Die Verbindung zu seiner Familie pflegt er per Telefon. Mit seiner Mutter tauscht er täglich Neuigkeiten aus. «Zudem kommt mein bester Freund aus Turin regelmässig zu Besuch. So auch letzte Woche, als er sich das Derby angeschaut hat. Er bleibt jeweils drei, vier Tage und fährt dann wieder nach Hause.» Und nächsten Sommer will er dann auch wieder seine Familie und seine Freunde in Senegal besuchen und für ein paar Wochen das Leben dort geniessen.

Wie sich denn das Leben im Senegal von demjenigen in der Schweiz unterscheide? Kaly lacht. Nun, die Schweiz sei eben schon anders, erklärt er. Anders als sein bunter und quirliger Senegal. Und auch anders als Turin, wo die Leute gerne rausgehen und sich alle in der Innenstadt treffen. Und mit seinem spitzbübischen Lachen erzählt er, wie er mit seinen Freunden darüber witzelt, sich nach Ende seiner Karriere in der Schweiz niederzulassen. Dabei wird deutlich, wie unvorstellbar es für ihn ist, sein Leben in der hochgradig geordneten Schweiz zu leben. Und es wirkt äusserst sympathisch, wie er sich geradezu liebevoll über die hiesige Ruhe und die gesellschaftliche Zurückhaltung amüsiert, wie er damit aber gleichzeitig auch seine grosse Wertschätzung dem Land gegenüber zum Ausdruck bringt. «Es ist wirklich sehr ruhig hier», sagt er, jetzt wieder ernster. «Die Leute bleiben gern in den eigenen vier Wänden. Eigentlich passt das ganz gut zu mir. Und, man kann hier ein sehr, sehr gutes Leben führen.» Und plötzlich scheint es gar nicht mehr so abwegig, dass er hier eines Tages sesshaft werden könnte. Und vielleicht kann er dann ja auf eine lange, erfolgreiche Karriere zurückblicken. Es wäre ihm zu wünschen.
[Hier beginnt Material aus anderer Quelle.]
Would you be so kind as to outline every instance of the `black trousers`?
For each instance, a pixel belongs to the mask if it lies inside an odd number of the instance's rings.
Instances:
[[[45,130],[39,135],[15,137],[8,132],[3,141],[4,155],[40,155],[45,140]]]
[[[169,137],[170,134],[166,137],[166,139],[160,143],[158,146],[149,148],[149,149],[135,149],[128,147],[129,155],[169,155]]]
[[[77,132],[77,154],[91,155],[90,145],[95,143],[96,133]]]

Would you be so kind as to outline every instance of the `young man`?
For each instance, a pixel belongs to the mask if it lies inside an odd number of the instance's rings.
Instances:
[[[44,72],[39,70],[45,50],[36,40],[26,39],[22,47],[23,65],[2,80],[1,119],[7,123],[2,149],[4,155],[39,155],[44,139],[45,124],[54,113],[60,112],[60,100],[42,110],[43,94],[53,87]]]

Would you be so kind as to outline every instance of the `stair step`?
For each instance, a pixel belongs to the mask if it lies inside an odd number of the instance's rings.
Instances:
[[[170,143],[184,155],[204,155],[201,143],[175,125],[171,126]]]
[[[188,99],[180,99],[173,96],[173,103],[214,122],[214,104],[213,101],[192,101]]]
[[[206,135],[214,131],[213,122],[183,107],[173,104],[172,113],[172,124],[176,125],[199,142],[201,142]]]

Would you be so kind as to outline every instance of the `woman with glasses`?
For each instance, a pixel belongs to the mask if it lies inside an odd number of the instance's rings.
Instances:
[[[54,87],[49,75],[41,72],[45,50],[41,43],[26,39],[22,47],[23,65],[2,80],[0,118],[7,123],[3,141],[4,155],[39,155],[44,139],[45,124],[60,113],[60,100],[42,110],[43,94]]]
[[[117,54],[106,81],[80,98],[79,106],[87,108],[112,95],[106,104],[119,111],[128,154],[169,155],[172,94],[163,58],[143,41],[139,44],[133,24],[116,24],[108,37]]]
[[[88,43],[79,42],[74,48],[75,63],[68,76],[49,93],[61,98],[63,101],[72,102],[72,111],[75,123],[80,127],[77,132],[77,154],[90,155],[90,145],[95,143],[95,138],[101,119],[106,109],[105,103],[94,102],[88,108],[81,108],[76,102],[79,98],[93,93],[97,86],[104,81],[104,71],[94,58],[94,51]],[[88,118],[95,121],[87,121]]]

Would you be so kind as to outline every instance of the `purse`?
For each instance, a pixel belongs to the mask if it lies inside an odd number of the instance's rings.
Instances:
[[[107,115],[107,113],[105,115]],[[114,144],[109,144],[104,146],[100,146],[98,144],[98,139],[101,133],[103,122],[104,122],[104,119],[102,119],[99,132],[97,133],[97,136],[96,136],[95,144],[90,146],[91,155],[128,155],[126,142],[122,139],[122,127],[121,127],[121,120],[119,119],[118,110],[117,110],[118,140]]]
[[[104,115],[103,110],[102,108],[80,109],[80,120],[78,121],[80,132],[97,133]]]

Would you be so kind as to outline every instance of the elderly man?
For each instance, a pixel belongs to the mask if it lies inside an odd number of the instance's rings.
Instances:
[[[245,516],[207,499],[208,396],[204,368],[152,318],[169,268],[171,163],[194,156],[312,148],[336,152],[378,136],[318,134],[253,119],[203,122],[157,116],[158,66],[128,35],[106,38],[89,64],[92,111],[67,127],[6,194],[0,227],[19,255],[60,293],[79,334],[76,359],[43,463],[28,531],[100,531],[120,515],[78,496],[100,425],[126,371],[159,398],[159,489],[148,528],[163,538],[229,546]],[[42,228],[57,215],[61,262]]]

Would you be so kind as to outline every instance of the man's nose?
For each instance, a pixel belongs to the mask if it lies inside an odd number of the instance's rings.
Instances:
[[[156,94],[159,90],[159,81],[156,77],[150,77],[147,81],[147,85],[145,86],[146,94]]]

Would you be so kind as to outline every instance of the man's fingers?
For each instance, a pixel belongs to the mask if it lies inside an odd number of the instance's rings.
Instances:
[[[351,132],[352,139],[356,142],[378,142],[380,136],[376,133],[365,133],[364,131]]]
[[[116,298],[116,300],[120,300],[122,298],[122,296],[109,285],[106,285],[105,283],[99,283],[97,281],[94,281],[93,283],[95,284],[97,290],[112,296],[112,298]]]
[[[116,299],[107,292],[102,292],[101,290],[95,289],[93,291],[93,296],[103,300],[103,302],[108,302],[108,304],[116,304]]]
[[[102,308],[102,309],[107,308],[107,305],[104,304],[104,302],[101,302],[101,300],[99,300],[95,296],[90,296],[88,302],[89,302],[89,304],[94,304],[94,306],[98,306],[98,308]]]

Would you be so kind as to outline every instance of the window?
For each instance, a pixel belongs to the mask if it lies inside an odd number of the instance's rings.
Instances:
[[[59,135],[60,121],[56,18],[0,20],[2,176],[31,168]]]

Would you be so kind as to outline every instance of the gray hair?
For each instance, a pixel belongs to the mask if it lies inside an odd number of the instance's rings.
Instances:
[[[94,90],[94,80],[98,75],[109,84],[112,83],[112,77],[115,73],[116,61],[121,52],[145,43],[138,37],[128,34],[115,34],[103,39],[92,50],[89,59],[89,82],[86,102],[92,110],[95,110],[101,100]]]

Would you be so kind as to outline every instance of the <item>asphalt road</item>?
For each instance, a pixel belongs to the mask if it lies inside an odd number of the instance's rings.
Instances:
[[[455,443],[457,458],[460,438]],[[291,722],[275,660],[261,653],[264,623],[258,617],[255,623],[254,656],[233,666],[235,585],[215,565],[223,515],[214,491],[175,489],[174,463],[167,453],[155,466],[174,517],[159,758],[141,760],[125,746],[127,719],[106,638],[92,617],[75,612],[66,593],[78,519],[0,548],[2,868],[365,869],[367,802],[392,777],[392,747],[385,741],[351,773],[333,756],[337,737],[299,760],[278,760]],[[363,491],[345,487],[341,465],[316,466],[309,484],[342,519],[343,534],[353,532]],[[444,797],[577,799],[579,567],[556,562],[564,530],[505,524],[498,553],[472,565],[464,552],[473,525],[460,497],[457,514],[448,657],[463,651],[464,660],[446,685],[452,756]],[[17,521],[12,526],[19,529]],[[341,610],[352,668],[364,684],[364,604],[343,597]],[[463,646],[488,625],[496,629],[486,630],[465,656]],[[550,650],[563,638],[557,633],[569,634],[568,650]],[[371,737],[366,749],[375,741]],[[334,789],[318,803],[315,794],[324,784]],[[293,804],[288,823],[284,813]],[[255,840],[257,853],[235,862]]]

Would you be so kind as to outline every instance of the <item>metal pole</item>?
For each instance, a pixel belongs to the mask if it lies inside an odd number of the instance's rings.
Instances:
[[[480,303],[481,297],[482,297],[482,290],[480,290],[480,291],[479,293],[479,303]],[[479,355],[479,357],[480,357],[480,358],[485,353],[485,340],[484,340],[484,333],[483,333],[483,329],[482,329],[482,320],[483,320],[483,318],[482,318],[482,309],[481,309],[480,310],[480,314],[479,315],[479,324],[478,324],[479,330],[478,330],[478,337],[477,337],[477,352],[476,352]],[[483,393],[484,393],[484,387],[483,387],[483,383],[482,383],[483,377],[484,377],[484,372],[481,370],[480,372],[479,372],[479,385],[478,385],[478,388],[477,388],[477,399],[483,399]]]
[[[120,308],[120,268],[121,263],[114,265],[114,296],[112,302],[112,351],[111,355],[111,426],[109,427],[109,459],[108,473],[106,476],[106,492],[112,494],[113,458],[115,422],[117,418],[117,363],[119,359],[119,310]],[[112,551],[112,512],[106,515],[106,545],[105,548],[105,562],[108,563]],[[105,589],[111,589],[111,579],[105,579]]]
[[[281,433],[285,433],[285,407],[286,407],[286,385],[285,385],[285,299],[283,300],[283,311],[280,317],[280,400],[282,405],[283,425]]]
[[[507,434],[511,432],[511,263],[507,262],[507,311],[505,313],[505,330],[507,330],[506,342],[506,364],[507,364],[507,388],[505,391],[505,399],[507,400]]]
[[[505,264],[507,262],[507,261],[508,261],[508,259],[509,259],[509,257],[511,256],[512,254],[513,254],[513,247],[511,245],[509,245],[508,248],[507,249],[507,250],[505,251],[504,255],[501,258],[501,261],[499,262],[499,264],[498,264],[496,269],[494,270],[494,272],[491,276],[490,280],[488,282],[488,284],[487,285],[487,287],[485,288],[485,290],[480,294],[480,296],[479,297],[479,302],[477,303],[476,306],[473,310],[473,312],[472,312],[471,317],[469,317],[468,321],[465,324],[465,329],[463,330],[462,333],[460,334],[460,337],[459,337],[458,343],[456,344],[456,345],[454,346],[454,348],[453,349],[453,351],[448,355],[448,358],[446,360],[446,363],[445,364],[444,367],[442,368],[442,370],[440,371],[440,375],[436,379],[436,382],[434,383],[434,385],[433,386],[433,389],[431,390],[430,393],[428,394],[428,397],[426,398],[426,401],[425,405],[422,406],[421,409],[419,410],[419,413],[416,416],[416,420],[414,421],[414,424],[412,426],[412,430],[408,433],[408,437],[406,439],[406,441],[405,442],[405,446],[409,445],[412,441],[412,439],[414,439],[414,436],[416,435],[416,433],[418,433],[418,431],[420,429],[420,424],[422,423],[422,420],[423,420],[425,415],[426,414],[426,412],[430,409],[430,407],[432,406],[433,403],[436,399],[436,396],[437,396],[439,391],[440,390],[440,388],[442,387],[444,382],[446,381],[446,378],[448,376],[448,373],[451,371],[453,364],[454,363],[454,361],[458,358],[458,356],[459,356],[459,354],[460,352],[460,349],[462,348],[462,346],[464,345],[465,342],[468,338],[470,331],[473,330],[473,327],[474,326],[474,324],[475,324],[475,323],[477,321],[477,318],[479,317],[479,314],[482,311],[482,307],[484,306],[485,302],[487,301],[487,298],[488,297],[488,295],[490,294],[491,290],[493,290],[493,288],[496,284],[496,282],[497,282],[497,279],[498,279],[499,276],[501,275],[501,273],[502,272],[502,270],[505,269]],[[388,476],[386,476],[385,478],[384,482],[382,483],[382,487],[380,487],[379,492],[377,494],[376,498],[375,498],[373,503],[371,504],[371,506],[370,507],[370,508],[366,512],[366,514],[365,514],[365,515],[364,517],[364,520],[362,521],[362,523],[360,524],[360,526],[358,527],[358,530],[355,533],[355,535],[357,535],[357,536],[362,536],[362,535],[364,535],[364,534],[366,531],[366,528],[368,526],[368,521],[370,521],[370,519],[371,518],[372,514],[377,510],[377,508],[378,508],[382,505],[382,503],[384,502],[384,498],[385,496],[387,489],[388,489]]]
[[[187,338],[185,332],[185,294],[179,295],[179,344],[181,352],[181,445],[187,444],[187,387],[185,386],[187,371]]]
Am Ende des Gesprächs bleibt die feste Überzeugung, dass dieser junge Mann seinen Weg machen wird und dass er es sich mit Bestimmtheit verdient haben wird, wenn er dereinst seinen fussballerischen Traum verwirklichen kann. – Traum? «Nein, ich habe zwar ein grosses Ziel. Das würde ich aber nicht als Traum bezeichnen. Mein einziger Traum ist, dass ich mit meiner Familie zusammen sein kann und dass meine Eltern stolz auf mich sind.»